カナビノイドと樹脂がいろいろな役割を担っていることは疑いないが、日光や湿度などの非生物的環境因子に比べれば生物的な要因に大きな係わりがあると思われる。カナビノイドや樹脂やその関連物質は、生物学的には複雑で高活性で、特に、草食動物や病原体、他の植物との生存競争などから自己を守る化学防衛物質として機能している。植物がカナビノイドを生成するこうした利点としては次のようなものが考えられる。
  1. カナビスは、明らかに、多くの動物にとって精神的・生理的に影響があり、このことが食用動物が、特に花の部分を食べたがらないようにしている。

  2. 多くの鳥類はカナビスの種子を好んで食べるが、未成熟な種子は食べない。これはそれを覆うカナビノイドの豊富な包葉を敬遠しているためだと思われる。

  3. ハチなどの昆虫は花粉に引きつけられるが、腺毛はオス花では葯の部分で、メス花では包葉の部分で最大になり、カナビノイドや樹脂が花粉を食べにくくしている。

  4. テルピンやフェノール類は種子の発芽を抑制させる働きがあるので、カナビスの樹脂が生存競争をしている他の植物の発芽を抑えることになる。

  5. 多くのカナビノイド (CBD, CBG, CBC とその酸) には強い抗生作用があり、さまざまなバクティアに対して抵抗力がある。また、生の樹脂は、殺菌性は低いが回虫にも抵抗力がある。
いろいろな説明の中には、樹脂でコーティングして、日光や熱や乾燥などの物理的な条件から植物を守るためという意見もある。だが、植物があらゆる気候で育つことを考えれば説得力に乏しい。

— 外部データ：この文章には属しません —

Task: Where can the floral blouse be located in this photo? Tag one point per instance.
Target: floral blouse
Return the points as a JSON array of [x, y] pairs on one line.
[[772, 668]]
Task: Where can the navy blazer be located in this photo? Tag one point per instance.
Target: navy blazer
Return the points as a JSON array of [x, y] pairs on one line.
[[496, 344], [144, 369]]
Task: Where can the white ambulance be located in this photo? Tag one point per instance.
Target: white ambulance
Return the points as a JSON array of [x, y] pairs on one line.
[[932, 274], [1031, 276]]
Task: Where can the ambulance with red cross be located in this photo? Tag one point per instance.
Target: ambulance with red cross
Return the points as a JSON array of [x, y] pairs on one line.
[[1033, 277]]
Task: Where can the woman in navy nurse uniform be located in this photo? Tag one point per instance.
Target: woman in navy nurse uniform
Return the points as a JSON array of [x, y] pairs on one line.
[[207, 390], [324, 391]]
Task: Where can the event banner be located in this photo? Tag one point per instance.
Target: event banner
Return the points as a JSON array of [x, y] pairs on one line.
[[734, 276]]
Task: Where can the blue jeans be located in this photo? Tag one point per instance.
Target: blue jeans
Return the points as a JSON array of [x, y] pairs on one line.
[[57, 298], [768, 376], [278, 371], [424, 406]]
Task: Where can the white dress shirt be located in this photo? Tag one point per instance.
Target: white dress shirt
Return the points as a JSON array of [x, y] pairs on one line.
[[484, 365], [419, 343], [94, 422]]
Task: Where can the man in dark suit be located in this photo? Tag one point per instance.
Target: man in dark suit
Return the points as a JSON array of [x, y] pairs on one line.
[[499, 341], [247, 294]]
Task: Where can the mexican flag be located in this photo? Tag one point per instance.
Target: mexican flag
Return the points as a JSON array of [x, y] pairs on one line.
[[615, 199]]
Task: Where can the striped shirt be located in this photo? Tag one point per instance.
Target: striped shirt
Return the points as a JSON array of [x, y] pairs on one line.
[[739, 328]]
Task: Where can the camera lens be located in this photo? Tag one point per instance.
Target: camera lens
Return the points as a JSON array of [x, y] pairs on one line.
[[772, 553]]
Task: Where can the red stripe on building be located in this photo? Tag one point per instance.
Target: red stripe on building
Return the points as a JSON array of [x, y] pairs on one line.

確かに、腺毛や樹脂は物質的には、花粉を捕らえ粘着したり、食用に不向きにしたりして植物の役に立っている。また腺毛の頭部は、種子の発達に合わせて強い日光を吸収したり反射したりする働きもある。例えば、初期段階の腺毛は透明で紫外線を吸収するが、これは紫外線による突然変異のリスクを弱める働きがある。

しかし、いずれにしても、樹脂の化学的な機能特性からすれば、こうした物理特性は二次的な説明にすぎない。また、カナビノイドが何故カナビスだけでしか生成されないのかを植物防衛上の理由だけで説明しても説得力に乏しい。